The CIO of Good Samaritan Hospital speaks to Computerworld.

Charles E. Christian got his start in healthcare in the clinical arena, working in radiology before moving into IT. Today he's CIO of Good Samaritan Hospital, a 232-bed community facility in Vincennes, Ind., with 1,600 employees. Christian, 57, has become a leader in healthcare through his work at Good Samaritan for the past 22 years and through his service on various policy and advocacy committees. In January, he was recognized as the 2010 John E. Gall Jr. CIO of the Year by the College of Healthcare Information Management Executives and the Healthcare Information and Management Systems Society, which jointly bestow the award on healthcare IT executives who make significant contributions to their organizations and demonstrate innovative leadership through effective use of technology.

If you didn't work in healthcare, what industry would you want to work in? Probably the National Parks Service. I like the outdoors.

The most interesting thing most people don't know about you: I used to race motorcycles.

What technology do you find most amazing? All of it. I'm a gearhead, but my children have turned me on to Apples and what they're able to do and how they all connect together and work in unison.

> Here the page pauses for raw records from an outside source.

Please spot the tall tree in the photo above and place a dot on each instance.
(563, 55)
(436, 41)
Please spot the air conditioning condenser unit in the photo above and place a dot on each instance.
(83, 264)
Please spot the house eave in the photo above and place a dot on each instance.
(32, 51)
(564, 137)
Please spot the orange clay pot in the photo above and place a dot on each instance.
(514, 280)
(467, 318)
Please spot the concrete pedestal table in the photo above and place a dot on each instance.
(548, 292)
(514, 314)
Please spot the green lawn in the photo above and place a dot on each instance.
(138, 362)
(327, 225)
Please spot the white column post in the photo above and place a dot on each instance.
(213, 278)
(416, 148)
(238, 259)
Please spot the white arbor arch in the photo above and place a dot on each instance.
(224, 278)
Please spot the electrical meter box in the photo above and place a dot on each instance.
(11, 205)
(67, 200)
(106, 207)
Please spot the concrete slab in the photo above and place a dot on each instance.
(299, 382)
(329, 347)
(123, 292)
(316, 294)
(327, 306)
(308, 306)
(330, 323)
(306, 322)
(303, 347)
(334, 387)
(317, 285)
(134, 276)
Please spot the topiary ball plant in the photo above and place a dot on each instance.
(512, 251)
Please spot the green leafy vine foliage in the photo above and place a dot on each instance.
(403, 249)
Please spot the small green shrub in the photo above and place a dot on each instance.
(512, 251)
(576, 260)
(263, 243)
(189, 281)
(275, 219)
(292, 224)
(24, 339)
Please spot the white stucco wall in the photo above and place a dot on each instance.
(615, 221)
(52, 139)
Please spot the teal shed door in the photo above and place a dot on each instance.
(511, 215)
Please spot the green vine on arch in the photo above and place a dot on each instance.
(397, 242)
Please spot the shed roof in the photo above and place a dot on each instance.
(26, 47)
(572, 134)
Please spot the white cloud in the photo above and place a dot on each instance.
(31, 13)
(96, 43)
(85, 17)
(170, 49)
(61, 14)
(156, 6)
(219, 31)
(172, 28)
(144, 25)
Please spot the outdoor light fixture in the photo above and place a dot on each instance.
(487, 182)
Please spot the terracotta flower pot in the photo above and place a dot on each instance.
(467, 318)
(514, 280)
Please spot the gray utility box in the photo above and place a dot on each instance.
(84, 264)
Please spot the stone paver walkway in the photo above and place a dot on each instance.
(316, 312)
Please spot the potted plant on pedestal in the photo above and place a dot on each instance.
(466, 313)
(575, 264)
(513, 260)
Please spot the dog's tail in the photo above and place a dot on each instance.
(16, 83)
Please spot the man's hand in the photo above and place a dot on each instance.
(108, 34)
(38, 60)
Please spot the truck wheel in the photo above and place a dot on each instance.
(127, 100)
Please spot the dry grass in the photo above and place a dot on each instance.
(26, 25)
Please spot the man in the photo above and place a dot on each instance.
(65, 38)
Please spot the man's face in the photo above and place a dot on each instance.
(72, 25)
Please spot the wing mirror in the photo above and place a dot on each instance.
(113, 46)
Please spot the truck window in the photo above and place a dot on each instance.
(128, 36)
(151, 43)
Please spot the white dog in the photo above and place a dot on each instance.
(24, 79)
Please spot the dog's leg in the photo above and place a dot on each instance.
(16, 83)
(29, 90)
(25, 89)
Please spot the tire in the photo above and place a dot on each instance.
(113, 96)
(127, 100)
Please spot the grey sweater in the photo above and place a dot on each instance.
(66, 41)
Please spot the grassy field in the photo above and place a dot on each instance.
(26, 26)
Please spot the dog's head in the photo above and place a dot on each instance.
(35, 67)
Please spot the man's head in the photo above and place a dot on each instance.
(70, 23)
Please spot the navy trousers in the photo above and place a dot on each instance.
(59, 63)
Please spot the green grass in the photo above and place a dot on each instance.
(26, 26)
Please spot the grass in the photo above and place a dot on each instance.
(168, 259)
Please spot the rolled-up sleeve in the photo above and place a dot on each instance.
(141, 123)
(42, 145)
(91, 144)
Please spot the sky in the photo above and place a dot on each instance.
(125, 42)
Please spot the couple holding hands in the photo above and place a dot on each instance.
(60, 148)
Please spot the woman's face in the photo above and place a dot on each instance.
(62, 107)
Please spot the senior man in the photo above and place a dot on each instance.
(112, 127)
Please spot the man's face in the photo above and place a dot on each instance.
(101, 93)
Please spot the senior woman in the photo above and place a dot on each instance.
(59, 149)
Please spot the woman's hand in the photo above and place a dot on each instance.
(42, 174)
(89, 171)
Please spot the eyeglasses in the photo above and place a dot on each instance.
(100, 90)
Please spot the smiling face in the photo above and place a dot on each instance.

Does a clinical background, even if it's more than two decades in the past, give you an edge as CIO at a hospital? When I'm sitting with doctors and nurses and they're talking about care, I can grasp that better than I could if I was just a technology guy, because I had that experience. So I guess it's given me another set of vocabulary. I can understand when doctors and nurses start talking in very clinical terms what they're truly trying to get across.

What attracted you to IT? I got the idea that it could have a transformational impact on healthcare.

What do you consider your primary role? We talk about healthcare CIO 2.0, that we have to get more strategic. Where I live is about 18 to 24 months out. Some days I feel like the fire chief, but we have to keep our eye on the future [and ask], "How are things happening in D.C. going to shape healthcare in 24 months?" Because if we're not looking at that and translating that to the organization's strategy, we have opportunities for failure. And I'm kind of the evangelist, saying, "Here's what we can do," and the visionary who says, "OK, how do we gather people together to look at this common issue?" And I play the role of devil's advocate. I say "What if ..." a lot.

What are your long-term goals for your institution? We want to keep the organization viable. So we're looking at what we need to do and how we can cost-effectively put in IT to support that. There are some reimbursement models the government is looking at, and we're looking at what the implications will be and what we'll need to change so we're prepared for those changes when they come.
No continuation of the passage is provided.